Surely he would not go thus into the high road! It was unendurable to think of him rushing out into the high road—blind with sorrow—it might be into the very bonnet of a passing automobile.
She passed beyond the pines and scanned the path ahead as far as the stile. Then she saw him, lying where he had flung himself, face downward among the bluebells.
“Oh!” she whispered to herself, and put one hand to her heart and drew nearer.
She was flooded now with that passion of responsibility, with that wild irrational charity which pours out of the secret depths of a woman’s stirred being.
She came up to him so lightly as to be noiseless. He did not move, and for a moment she remained looking at him.
Then she said once more, and very gently—
“Mr. Brumley.”
He started, listened for a second, turned over, sat up and stared at her. His face was flushed and his hair extremely ruffled. And a slight moisture recalled his weeping.

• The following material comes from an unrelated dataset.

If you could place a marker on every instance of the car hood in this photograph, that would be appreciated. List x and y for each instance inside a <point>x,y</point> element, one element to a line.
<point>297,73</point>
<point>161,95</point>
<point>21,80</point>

“Mr. Brumley,” she repeated, and suddenly there were tears of honest vexation in her voice and eyes. “You know I cannot do without you.”
He rose to his knees, and never, it seemed to him, had she looked so beautiful. She was a little out of breath, her dusky hair was disordered, and there was an unwonted expression in her eyes, a strange mingling of indignation and tenderness. For a moment they stared unaffectedly at each other, each making discoveries.